While working on an answer to this question, I came up with this regex:
(?:(?!\2)(?:,foo=([^,]*),(?=())|.))*\2bar=2
(Note: this regex requires the PyPI regex
module)
(Short explanation: The regex relies on the fact that capture groups in lookaheads can't change their value after they've matched once, so after the first foo=
is found, the (?=())
matches and from that point onwards (?!\2)
will always fail.)
This regex works correctly with the 2 examples given in the question:
>>> pattern = r'(?:(?!\2)(?:,foo=([^,]*),(?=())|.))*\2bar=2'
>>> regex.match(pattern, 'baz=0,foo=1,bar=2,foo=3,bar=4').group(1)
'1'
>>> regex.match(pattern, 'baz=0,foo=1,foo=1,bar=2')
>>>
But something strange happens if there's an occurrence of foo=
after a bar=2
:
>>> # this doesn't match, as expected:
>>> regex.match(pattern, 'notfoo=1,bar=2')

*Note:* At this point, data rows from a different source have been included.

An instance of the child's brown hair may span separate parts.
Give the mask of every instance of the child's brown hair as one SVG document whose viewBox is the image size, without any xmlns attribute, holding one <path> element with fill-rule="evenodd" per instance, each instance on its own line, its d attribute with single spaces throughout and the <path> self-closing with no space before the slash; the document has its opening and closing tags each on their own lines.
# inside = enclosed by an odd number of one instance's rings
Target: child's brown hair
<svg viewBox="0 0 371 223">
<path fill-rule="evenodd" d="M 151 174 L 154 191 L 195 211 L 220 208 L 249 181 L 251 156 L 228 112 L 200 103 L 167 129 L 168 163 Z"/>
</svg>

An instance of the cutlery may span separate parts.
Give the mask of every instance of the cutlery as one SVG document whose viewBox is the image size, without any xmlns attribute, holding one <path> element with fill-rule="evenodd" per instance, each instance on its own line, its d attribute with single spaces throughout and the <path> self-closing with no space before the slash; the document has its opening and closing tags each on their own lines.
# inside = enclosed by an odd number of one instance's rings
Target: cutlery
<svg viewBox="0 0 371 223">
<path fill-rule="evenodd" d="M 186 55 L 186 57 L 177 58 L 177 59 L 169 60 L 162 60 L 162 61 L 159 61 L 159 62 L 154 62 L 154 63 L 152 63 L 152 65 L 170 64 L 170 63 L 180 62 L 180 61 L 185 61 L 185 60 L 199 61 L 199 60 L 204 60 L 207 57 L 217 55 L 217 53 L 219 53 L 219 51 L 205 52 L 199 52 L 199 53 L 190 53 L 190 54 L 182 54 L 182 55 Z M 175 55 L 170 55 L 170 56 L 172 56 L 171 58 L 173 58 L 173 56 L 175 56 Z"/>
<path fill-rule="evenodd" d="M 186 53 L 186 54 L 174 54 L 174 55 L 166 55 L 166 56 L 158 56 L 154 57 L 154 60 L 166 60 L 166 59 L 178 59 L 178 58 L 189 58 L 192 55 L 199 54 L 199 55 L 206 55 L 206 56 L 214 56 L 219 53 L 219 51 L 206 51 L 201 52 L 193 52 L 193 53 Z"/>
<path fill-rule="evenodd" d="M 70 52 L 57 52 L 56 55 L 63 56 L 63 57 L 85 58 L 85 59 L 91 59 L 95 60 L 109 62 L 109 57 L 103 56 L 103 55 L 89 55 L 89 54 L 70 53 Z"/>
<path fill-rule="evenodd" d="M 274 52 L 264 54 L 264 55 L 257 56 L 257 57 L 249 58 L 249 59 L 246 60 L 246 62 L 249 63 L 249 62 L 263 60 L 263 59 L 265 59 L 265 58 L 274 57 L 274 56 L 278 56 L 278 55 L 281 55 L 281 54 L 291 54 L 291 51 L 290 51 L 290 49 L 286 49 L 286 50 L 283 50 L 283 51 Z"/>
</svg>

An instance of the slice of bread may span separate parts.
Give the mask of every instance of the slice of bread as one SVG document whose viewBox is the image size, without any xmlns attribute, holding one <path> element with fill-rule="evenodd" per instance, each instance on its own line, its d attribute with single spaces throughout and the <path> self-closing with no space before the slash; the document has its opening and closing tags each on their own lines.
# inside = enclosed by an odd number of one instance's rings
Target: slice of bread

>>> # but how the heck does it match this ?!
>>> regex.match(pattern, 'notfoo=1,bar=2,foo=3,')
<regex.Match object; span=(0, 14), match='notfoo=1,bar=2'>
As you can see, the string 'notfoo=1,bar=2,foo=3,'
produced a match of notfoo=1,bar=2
. The foo=3,
isn't even included in the match, but if it's removed, the regex no longer matches! How is this possible? Is this a bug in the regex
module?